While the big names like Scherzer, Kimbrel, and Berrios would provide a major boost to any team, they will also cost an interested suitor a handsome sum. The Padres have plenty of depth in their farm system to withstand the loss of one or two top-end prospects in order to make a run at an A-list piece, but there are plenty of cheaper options that would still provide an immediate upgrade.
One option that would upgrade San Diego’s pitching is former Padre Ian Kennedy. Kennedy, 36, has been a standout as the Rangers closer in 2021, converting 15 of 16 save opportunities while posting a 2.59 ERA, a 4.71 K/BB rate, and a 1.085 WHIP in 31.1 innings.
Contract-wise, the veteran righty makes sense with his contract set to expire after the season. This, along with his age, should lead to a comparatively more attractive asking price by the Rangers.
Kennedy as a successful closer option would bolster the back end of the Padres’ bullpen and give the team stronger options to send out in mid-relief. With Drew Pomeranz building his strength after injuries, Emilio Pagan still finding consistency, and Matt Strahm yet to make a rehab appearance, Kennedy would provide a veteran arm with successful numbers, alleviating some of the pressure for the bullpen to fill their typical spots prematurely.
The Miami Marlins sit eleven games out of first place and seem to be prime candidates to sell pieces that don’t make sense going into 2022. Richard Bleier, a 34-year-old left-handed reliever with strong career numbers, would make an interesting addition to the Padres’ bullpen. In 38.1 innings this season, Bleier has a 2.82 ERA to go along with a mind-blowing strikeout to walk ratio of 29 to 2 and a 0.861 WHIP.
Adding a left-handed arm to the bullpen might be a smart move for a San Diego team with just two left-handed bullpen options, one of whom (Pomeranz) is still finding his form post-injury. Bleier, along with Kennedy, are veteran arms that would provide depth for a Padres’ team in need while not clogging the future payroll.

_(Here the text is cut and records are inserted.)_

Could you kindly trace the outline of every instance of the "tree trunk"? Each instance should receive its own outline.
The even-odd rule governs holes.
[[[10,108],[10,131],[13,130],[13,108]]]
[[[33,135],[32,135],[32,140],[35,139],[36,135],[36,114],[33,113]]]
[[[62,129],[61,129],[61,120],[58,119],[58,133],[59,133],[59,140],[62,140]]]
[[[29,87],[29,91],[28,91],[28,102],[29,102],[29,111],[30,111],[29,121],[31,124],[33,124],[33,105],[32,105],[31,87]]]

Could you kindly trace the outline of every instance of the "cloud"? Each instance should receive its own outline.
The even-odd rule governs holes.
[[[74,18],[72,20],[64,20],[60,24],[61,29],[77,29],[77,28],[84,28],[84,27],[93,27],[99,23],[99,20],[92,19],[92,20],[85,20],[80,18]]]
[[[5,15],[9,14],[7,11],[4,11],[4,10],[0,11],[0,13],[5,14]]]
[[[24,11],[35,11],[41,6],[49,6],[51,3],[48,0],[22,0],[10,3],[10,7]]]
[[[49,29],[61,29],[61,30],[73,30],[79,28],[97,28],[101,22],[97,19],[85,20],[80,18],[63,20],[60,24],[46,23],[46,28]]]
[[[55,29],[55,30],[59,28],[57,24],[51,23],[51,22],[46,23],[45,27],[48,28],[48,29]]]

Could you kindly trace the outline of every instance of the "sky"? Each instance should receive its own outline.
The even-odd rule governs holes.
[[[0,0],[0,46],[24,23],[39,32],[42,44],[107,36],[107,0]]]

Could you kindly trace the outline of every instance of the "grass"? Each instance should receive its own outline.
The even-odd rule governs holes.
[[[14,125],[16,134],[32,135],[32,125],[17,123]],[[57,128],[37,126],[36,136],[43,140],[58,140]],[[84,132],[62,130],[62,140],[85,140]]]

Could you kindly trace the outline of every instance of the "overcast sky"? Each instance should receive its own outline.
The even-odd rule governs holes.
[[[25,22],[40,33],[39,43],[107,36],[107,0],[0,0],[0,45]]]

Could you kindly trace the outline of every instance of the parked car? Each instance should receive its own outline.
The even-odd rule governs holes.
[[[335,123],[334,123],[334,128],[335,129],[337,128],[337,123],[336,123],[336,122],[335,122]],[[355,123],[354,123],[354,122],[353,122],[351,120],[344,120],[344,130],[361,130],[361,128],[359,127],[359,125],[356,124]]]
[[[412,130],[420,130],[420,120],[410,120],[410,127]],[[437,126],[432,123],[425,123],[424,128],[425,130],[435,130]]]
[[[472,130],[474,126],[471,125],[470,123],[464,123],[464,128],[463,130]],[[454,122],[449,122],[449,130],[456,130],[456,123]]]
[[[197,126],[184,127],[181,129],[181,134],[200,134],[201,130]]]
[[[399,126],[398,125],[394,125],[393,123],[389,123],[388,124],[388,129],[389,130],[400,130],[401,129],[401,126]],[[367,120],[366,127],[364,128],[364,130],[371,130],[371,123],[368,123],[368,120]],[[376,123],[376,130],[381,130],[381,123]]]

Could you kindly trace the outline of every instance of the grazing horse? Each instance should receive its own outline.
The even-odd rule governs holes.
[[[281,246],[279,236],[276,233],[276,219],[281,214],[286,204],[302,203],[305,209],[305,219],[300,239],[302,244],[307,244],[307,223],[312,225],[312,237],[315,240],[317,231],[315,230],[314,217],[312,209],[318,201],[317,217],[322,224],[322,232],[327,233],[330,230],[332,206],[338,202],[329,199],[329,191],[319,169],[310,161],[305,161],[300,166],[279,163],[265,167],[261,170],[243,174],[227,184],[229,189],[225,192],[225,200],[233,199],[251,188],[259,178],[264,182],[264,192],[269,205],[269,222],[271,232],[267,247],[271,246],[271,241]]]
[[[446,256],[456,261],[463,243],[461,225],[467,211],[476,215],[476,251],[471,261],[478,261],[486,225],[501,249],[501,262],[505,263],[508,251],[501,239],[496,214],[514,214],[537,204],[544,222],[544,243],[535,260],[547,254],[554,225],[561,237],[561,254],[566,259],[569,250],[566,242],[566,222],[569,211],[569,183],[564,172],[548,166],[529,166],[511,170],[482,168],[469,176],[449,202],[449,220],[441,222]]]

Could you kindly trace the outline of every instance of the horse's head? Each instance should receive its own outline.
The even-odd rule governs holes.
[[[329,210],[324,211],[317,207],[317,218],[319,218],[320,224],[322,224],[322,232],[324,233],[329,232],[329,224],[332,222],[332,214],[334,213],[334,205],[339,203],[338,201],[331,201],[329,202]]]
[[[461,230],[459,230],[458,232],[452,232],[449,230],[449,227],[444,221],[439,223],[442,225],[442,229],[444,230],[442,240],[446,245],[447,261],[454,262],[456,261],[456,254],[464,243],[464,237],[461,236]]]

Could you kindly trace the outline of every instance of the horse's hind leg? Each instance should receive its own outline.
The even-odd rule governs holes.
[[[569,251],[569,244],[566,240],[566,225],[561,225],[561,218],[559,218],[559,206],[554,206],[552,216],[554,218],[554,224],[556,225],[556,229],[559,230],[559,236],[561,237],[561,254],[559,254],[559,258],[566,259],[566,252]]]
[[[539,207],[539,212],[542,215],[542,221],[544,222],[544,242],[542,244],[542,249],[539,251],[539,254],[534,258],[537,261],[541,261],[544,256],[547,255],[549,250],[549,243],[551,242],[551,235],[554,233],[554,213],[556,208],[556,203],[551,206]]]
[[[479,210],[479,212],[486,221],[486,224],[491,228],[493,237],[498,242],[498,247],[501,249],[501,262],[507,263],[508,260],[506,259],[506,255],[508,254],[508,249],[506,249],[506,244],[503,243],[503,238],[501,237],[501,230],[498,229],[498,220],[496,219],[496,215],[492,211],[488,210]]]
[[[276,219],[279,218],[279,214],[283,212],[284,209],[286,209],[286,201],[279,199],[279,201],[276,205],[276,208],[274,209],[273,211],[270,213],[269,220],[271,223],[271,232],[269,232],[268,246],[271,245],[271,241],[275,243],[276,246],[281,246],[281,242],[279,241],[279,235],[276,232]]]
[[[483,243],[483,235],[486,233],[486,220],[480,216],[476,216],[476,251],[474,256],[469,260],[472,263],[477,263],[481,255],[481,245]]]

Another route the Padres could go, one which seems to be a popular position amongst fans and insiders alike, would be starting pitching help for the Padres that would, in theory, give the bullpen help by way of increased quality starts. Scherzer, Danny Duffy of the Royals, and Jon Gray of the Rockies have been mentioned in reports and rumors, but all come with a caveat. Scherzer’s price tag, Duffy’s health, and Berrios’ inexperience combined with health make them all uncertain risks that will likely require coveted returns.
Michael Pineda, however, would be a cheaper option as a starting pitcher and could have an impact as any one of the bigger names. Pineda is a seasoned professional at this point in his career, with the chance to make some big starts at the back of the San Diego rotation, with little pressure to be “the guy.”
With respectable numbers in 2021 (3.86 ERA, 64 K, 1.189 WHIP in 72.1 IP), Pineda would be a veteran addition for the back of the rotation with a chance to make a difference down the stretch. He also would be an excellent option for a playoff start if needed. A luxury San Diego could have used a season ago.
The question marks surrounding the San Diego rotation stem from many internal issues, including Blake Snell and Chris Paddack lacking consistency and Dinelson Lamet struggling to stay healthy. For San Diego’s front office to assume they will all find themselves at the perfect time would be foolish, making a starting pitcher a logical idea in the search for trade partners.
If the Padres were to acquire a Scherzer from Washington or a Berrios from Minnesota, they would absolutely put themselves in the best possible position to win right now. There are, however, other options and scenarios that could lead to the team winning in 2021, making Friday’s deadline and the subsequent 60 games all the more intriguing.